Security experts warn about Iran and North Korea hackers
Cyberattacks supposedly originating from China have raised alarms in recent weeks, but U.S. businesses and government agencies should worry as much about Iran and North Korea, a group of cybersecurity experts said.
China and Russia have significantly more sophisticated cyberthreat capabilities than do Iran and North Korea, but the two smaller countries are cause for concern in international cybersecurity discussions, the experts told a U.S. House of Representatives subcommittee last wek.
While China and Russia maintain active diplomatic ties with the U.S., which should discourage them from launching major attacks on the U.S., Iran and North Korea may be driven to attack the U.S. out of desperation to maintain their political regimes in the face of global isolation, said Frank Cilluffo, director of the Homeland Security Policy Institute and co-director of the Cyber Center for National and Economic Security at George Washington University.
Iran still lacks the capabilities of Russia and China, but it has been testing its cyberattack abilities in recent months, Cilluffo said. "The bad news is ... what they lack in capability, they more than make up for in intent," he said. "Whatever [capability] they don't have, they can turn to their proxies or buy or rent."
Iranian attackers can buy botnets that can disrupt U.S. businesses, he told the House Homeland Security Committee's cybersecurity subcommittee. Cybersecurity experts have pinned a series of denial-of-service attacks on U.S. banks early this year, and a 2012 attack on Saudi Arabia's national oil company, Aramco, on Iranian hackers.
North Korea is a "wild card," Cilluffo added. The country is actively seeking cyberattack capabilities, he said.
Different intentions and goals
Hackers in China and Russia are largely focused on espionage and theft, but those two countries have less interest at the moment in damage-causing cyberattacks on the U.S., Cilluffo said. The capabilities of China and Russia make them advanced persistent threats, but "they have some modicum of responsibility and recognize that we can retaliate," he said.
Iran and North Korea are more unpredictable, witnesses at the hearing said. Iran seems to be focusing its cyberattack capabilities on retaliation against the U.S. and Israel if the two countries attempt to shut down its nuclear program, said Ilan Berman, vice president of the American Foreign Policy Council, a think tank. That focus makes Iran "particularly volatile," he said.
Iran's attack on Aramco in mid-2012, causing damage to 30,000 computers, was a warning to the U.S. and other countries about the country's growing capabilities, Berman said. Iran is "outlining how they would act in the event of a breakdown in relations," he said. The Aramco attack "can be seen as a signaling mechanism by which Iran is telegraphing to the international community" its plans to attack critical infrastructure if war breaks out.
Representative Mike McCaul, a Texas Republican, asked when cyberattacks cross the line into warfare. "At what point do we respond?" he said.

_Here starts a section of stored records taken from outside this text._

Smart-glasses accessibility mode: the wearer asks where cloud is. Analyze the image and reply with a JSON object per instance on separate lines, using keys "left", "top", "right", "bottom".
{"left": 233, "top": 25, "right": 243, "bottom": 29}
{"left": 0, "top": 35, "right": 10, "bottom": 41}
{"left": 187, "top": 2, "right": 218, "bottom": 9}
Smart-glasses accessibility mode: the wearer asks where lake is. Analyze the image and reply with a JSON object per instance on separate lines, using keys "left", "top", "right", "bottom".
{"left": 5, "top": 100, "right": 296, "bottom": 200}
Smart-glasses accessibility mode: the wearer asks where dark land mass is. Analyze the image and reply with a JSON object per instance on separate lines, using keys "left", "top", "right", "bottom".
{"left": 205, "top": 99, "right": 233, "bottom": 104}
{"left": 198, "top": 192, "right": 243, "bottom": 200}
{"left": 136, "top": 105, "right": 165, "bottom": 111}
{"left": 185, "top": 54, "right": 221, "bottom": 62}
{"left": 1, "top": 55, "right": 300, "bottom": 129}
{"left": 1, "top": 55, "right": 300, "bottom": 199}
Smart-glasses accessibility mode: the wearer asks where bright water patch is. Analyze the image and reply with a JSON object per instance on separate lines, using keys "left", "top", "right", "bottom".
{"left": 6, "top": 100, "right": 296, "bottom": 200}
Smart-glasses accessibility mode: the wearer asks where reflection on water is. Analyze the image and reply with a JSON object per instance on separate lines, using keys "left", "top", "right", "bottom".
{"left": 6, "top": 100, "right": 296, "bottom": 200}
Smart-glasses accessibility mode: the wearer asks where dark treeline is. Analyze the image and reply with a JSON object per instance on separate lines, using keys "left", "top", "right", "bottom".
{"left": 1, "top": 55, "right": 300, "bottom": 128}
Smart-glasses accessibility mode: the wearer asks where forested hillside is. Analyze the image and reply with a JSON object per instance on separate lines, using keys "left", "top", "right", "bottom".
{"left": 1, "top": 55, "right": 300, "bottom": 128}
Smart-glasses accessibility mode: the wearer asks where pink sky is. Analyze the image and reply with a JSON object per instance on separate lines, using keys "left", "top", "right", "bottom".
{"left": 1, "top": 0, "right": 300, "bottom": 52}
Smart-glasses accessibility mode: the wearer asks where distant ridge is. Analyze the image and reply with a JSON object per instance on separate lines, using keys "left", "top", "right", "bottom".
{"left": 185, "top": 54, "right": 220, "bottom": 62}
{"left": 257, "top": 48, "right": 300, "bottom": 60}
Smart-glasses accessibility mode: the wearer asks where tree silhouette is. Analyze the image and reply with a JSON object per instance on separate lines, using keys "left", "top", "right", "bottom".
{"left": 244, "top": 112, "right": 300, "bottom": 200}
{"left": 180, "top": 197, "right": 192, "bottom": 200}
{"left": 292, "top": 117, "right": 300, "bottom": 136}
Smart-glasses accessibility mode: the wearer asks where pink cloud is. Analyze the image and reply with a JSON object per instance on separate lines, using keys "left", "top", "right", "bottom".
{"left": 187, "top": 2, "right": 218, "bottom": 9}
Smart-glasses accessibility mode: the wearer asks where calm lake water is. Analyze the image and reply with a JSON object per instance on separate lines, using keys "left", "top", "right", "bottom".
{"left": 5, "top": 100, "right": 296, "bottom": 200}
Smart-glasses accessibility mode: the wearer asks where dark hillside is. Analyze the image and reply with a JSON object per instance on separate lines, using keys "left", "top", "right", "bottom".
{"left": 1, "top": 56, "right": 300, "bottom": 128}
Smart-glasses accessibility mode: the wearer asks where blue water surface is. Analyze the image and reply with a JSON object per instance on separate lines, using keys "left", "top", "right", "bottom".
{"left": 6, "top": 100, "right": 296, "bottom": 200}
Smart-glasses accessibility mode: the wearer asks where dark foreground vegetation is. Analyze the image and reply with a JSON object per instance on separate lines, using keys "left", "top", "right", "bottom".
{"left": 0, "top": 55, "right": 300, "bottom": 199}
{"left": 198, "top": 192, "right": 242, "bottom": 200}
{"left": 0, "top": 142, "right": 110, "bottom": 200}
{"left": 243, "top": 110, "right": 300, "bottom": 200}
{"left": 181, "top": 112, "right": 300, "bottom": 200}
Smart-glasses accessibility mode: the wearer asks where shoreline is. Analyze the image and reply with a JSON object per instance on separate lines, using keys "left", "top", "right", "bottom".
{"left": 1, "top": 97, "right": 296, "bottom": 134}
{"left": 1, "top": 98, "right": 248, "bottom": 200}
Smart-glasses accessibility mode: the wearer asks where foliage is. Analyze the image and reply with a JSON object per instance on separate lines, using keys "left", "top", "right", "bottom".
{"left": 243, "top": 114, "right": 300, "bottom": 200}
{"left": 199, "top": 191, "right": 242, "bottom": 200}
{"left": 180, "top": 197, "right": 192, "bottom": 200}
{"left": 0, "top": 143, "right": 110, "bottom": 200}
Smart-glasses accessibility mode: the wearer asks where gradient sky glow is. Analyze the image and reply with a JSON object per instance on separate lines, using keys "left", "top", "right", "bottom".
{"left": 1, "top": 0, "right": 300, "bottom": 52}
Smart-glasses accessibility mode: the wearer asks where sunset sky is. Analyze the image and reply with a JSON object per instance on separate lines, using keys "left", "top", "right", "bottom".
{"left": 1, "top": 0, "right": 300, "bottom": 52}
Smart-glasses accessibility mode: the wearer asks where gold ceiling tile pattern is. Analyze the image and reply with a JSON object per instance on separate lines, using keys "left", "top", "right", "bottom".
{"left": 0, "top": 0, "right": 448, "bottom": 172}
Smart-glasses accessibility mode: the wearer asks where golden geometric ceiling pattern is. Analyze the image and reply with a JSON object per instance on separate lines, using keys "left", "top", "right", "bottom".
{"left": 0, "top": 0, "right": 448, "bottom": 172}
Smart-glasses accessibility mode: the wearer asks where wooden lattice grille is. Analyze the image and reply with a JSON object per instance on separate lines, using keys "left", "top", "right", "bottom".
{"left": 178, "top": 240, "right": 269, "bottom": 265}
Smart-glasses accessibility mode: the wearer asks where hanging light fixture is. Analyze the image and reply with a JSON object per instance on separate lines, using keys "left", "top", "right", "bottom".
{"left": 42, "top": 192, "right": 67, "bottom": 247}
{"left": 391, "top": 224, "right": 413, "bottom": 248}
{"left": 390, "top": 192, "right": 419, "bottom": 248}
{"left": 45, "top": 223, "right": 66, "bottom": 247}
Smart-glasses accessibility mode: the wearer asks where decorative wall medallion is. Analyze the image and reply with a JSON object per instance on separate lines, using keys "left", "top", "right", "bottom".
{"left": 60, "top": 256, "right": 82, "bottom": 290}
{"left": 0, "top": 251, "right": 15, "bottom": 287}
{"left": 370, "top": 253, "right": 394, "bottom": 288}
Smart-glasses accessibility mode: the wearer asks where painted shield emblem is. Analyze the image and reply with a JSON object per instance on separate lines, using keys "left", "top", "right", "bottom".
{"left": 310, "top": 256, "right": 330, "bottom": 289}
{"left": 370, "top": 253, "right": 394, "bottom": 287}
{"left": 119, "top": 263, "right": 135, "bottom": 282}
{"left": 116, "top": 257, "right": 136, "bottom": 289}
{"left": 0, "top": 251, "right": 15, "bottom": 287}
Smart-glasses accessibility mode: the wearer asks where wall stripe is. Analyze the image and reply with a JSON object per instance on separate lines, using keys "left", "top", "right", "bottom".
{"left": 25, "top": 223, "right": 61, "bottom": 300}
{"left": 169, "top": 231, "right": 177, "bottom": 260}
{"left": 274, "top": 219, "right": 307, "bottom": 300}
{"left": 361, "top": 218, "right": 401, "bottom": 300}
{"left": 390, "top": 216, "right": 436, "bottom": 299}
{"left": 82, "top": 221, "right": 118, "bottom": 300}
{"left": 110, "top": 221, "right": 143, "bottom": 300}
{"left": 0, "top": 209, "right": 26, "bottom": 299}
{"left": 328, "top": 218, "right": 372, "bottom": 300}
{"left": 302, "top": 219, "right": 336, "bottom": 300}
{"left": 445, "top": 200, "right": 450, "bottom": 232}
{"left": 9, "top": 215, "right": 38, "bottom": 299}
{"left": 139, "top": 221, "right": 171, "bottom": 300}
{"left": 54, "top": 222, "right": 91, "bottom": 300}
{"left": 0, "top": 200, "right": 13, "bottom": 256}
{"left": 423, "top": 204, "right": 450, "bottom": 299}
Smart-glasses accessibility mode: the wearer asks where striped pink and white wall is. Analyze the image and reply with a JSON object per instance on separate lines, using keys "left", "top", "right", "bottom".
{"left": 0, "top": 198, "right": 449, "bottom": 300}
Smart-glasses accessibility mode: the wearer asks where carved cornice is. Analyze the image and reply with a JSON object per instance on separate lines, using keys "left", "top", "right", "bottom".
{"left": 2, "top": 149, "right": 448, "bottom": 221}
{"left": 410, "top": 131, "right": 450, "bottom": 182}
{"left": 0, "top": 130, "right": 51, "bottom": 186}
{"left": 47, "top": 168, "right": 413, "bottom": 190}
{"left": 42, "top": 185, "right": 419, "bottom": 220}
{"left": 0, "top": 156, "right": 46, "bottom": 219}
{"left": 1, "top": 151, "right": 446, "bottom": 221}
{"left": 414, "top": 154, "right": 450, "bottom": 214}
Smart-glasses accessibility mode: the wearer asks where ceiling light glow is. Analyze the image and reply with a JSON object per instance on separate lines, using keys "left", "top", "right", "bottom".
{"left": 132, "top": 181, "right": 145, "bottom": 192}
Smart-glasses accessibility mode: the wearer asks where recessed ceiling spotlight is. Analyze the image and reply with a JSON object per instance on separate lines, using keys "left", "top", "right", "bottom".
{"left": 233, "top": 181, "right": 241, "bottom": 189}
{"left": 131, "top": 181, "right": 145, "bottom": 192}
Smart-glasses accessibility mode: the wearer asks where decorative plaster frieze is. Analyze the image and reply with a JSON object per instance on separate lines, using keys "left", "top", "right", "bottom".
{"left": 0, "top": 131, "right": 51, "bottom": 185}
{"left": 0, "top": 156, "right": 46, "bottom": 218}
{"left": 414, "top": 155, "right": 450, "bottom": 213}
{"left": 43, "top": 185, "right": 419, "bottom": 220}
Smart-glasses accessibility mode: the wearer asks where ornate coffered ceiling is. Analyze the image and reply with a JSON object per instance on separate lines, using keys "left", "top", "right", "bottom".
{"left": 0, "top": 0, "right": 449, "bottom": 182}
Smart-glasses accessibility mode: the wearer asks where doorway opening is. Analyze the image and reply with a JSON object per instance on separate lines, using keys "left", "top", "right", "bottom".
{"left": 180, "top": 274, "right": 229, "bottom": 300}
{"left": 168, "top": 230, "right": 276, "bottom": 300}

Berman said he couldn't answer that question. Instead, U.S. defense and intelligence officials need to make that decision, he said.
Cyberattackers are changing their tactics as large U.S. companies harden their defenses, said Richard Bejtlich, CSO at security vendor Mandiant, which recently pinned responsibility for several espionage campaigns on a Chinese government cyberunit. Attackers are often targeting smaller companies that partner with large organizations, and then working their way in to the larger target, he said.
The attacks are often successful because "there's an imbalance between offense and defense," Bejtlich added. "A single attacker or group of attackers can keep hundreds or thousands of defenders busy."